Con su hijo entre los brazos, Francisco se sintió el hombre más feliz del mundo. Sentía profundo agradecimiento hacia su esposa y se acordaba más que nunca de sus padres. Se registró al recién nacido en el libro de bautismos de la parroquia de San Juan con el nombre de José Barranco y Flores. Su abuelo y su padre le auguraban ya un extraordinario futuro como el primer sucesor de esta saga de grandes artífices. Según explicó la comadrona, las complicaciones del parto harían muy difícil que Josefa pudiera tener más descendencia. Más les valía conformarse con esta criatura y procurarle la mejor educación que estuviera a su alcance. Orgulloso, Francisco soñaba con hacer del pequeño José un pionero de su profesión; un cerrajero con proyección industrial y verdadera formación artística.

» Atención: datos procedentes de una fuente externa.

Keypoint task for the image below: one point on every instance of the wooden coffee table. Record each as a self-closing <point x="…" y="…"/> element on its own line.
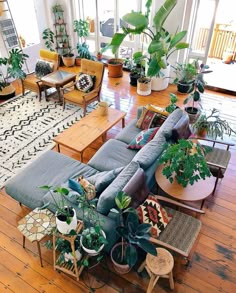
<point x="57" y="80"/>
<point x="83" y="133"/>
<point x="199" y="191"/>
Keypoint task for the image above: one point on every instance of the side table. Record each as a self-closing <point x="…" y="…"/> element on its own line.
<point x="35" y="226"/>
<point x="71" y="267"/>
<point x="159" y="266"/>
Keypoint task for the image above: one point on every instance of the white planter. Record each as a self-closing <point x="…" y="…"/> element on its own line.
<point x="63" y="227"/>
<point x="161" y="83"/>
<point x="92" y="252"/>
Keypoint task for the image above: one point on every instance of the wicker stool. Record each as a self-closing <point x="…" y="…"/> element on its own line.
<point x="158" y="266"/>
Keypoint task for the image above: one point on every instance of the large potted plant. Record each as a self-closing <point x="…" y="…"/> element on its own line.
<point x="133" y="235"/>
<point x="81" y="28"/>
<point x="185" y="162"/>
<point x="212" y="125"/>
<point x="162" y="43"/>
<point x="11" y="67"/>
<point x="197" y="88"/>
<point x="66" y="219"/>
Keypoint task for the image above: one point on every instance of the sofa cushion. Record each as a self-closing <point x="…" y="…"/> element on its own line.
<point x="113" y="154"/>
<point x="150" y="119"/>
<point x="151" y="151"/>
<point x="151" y="212"/>
<point x="103" y="179"/>
<point x="142" y="138"/>
<point x="129" y="132"/>
<point x="106" y="200"/>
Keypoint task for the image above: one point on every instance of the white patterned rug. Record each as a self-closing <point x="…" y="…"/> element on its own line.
<point x="27" y="128"/>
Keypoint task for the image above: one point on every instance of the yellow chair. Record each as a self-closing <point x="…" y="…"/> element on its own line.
<point x="32" y="82"/>
<point x="72" y="94"/>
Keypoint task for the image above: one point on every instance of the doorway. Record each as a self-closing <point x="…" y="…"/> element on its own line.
<point x="213" y="41"/>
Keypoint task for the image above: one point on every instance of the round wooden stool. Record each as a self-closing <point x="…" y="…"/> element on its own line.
<point x="158" y="266"/>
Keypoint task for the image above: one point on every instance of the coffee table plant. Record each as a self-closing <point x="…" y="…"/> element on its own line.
<point x="184" y="162"/>
<point x="133" y="235"/>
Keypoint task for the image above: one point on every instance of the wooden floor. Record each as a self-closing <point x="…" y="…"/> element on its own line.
<point x="213" y="268"/>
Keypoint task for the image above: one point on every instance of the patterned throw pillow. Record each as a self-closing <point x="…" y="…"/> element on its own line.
<point x="142" y="138"/>
<point x="153" y="213"/>
<point x="43" y="68"/>
<point x="85" y="82"/>
<point x="150" y="119"/>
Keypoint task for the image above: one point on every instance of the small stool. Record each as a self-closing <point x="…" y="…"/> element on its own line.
<point x="158" y="266"/>
<point x="36" y="225"/>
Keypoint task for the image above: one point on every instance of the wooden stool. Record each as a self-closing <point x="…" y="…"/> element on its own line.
<point x="158" y="266"/>
<point x="35" y="226"/>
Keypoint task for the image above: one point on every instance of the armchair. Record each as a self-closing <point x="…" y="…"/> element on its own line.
<point x="32" y="82"/>
<point x="72" y="94"/>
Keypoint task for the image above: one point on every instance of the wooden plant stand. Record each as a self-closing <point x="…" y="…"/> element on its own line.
<point x="71" y="267"/>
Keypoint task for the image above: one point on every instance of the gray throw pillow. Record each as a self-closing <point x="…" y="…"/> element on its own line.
<point x="103" y="179"/>
<point x="106" y="200"/>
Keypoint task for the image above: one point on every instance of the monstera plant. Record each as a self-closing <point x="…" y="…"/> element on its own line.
<point x="162" y="43"/>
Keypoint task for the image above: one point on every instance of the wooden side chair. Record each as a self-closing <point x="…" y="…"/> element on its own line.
<point x="82" y="97"/>
<point x="32" y="82"/>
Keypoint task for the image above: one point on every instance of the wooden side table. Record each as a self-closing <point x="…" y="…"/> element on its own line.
<point x="35" y="226"/>
<point x="71" y="267"/>
<point x="159" y="266"/>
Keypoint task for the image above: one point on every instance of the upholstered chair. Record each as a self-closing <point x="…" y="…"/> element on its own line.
<point x="85" y="96"/>
<point x="32" y="81"/>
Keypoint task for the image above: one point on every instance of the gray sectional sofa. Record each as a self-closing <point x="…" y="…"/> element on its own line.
<point x="113" y="168"/>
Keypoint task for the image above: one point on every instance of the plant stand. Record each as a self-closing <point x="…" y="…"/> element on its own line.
<point x="71" y="267"/>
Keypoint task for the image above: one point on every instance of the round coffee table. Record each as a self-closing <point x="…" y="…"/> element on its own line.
<point x="199" y="191"/>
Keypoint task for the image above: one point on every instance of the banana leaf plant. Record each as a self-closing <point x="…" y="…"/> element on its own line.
<point x="162" y="43"/>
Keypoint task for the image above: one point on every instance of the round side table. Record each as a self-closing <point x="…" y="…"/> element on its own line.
<point x="159" y="266"/>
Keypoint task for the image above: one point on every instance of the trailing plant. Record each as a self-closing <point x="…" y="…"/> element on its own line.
<point x="185" y="162"/>
<point x="14" y="64"/>
<point x="162" y="43"/>
<point x="48" y="37"/>
<point x="172" y="106"/>
<point x="213" y="124"/>
<point x="131" y="231"/>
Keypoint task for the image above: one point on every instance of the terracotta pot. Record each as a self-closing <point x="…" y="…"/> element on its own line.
<point x="115" y="68"/>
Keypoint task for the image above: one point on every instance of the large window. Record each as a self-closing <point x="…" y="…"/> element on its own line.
<point x="105" y="17"/>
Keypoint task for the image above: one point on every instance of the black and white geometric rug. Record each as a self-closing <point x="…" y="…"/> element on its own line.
<point x="27" y="128"/>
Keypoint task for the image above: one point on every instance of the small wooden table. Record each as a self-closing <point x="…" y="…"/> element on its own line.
<point x="200" y="190"/>
<point x="83" y="133"/>
<point x="57" y="80"/>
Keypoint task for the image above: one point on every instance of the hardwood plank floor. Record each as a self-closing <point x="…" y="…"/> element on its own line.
<point x="213" y="268"/>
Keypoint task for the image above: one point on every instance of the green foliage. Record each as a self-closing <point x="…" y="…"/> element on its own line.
<point x="213" y="124"/>
<point x="172" y="106"/>
<point x="131" y="231"/>
<point x="48" y="37"/>
<point x="14" y="64"/>
<point x="162" y="43"/>
<point x="185" y="162"/>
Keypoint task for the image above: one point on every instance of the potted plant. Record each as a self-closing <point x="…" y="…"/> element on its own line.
<point x="11" y="67"/>
<point x="66" y="219"/>
<point x="186" y="74"/>
<point x="92" y="238"/>
<point x="48" y="37"/>
<point x="212" y="125"/>
<point x="172" y="106"/>
<point x="133" y="235"/>
<point x="81" y="27"/>
<point x="198" y="87"/>
<point x="185" y="162"/>
<point x="162" y="43"/>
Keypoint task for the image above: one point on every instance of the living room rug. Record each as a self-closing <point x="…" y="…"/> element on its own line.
<point x="27" y="128"/>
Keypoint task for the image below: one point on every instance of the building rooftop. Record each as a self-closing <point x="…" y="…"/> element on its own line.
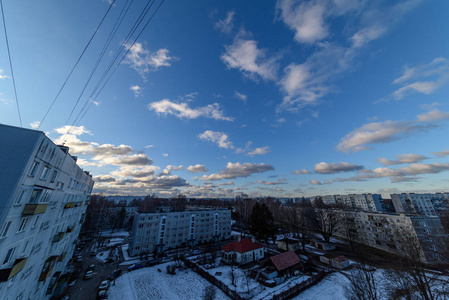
<point x="242" y="246"/>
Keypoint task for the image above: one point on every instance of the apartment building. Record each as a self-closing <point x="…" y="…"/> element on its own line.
<point x="386" y="231"/>
<point x="421" y="203"/>
<point x="165" y="230"/>
<point x="43" y="198"/>
<point x="365" y="202"/>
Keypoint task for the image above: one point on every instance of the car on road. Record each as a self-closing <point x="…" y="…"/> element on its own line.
<point x="102" y="295"/>
<point x="88" y="275"/>
<point x="166" y="259"/>
<point x="134" y="267"/>
<point x="104" y="285"/>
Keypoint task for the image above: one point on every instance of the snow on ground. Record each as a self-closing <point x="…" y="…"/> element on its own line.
<point x="148" y="283"/>
<point x="330" y="288"/>
<point x="131" y="262"/>
<point x="115" y="233"/>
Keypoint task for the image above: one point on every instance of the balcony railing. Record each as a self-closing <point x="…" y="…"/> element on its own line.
<point x="58" y="237"/>
<point x="6" y="274"/>
<point x="34" y="209"/>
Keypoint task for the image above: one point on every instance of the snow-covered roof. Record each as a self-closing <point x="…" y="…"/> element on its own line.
<point x="242" y="246"/>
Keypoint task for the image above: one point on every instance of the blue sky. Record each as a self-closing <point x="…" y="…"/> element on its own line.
<point x="218" y="98"/>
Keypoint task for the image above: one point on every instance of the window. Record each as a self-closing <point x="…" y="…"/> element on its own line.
<point x="36" y="220"/>
<point x="23" y="225"/>
<point x="45" y="173"/>
<point x="33" y="169"/>
<point x="9" y="255"/>
<point x="5" y="229"/>
<point x="19" y="197"/>
<point x="53" y="177"/>
<point x="35" y="195"/>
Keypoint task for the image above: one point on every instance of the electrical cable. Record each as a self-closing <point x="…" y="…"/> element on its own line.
<point x="10" y="63"/>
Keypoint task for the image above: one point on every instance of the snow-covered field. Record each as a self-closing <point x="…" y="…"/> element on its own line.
<point x="148" y="283"/>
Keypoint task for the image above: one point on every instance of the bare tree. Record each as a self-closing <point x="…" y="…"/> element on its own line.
<point x="326" y="222"/>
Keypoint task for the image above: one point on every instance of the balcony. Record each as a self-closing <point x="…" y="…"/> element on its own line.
<point x="6" y="274"/>
<point x="34" y="209"/>
<point x="58" y="237"/>
<point x="69" y="205"/>
<point x="48" y="268"/>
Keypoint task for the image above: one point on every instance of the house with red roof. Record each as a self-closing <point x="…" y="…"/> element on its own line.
<point x="242" y="251"/>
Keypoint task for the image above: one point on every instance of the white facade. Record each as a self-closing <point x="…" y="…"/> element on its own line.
<point x="421" y="204"/>
<point x="44" y="195"/>
<point x="167" y="230"/>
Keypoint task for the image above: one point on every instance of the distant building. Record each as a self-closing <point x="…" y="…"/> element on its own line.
<point x="159" y="231"/>
<point x="421" y="204"/>
<point x="44" y="195"/>
<point x="385" y="231"/>
<point x="242" y="251"/>
<point x="365" y="202"/>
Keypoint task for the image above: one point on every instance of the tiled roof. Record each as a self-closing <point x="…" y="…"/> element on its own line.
<point x="243" y="246"/>
<point x="285" y="260"/>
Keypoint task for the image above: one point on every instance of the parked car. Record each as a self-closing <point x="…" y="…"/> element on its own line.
<point x="104" y="285"/>
<point x="102" y="295"/>
<point x="88" y="275"/>
<point x="134" y="267"/>
<point x="152" y="262"/>
<point x="167" y="259"/>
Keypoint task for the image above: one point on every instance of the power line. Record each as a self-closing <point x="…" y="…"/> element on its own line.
<point x="10" y="64"/>
<point x="79" y="58"/>
<point x="81" y="114"/>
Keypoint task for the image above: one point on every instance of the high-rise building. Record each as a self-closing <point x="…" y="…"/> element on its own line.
<point x="159" y="231"/>
<point x="43" y="199"/>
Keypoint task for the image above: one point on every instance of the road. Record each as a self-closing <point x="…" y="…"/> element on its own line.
<point x="88" y="289"/>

La llegada del niño, además, vino acompañada de una extraordinaria noticia. Por mediación del marqués de Villarías, y en vista de la larga enfermedad de José de Flores y los méritos acumulados por su discípulo y yerno, por fin se concedía a Francisco Barranco el cargo oficial de cerrajero de cámara.

Todo parecía sonreír al flamante cerrajero del rey.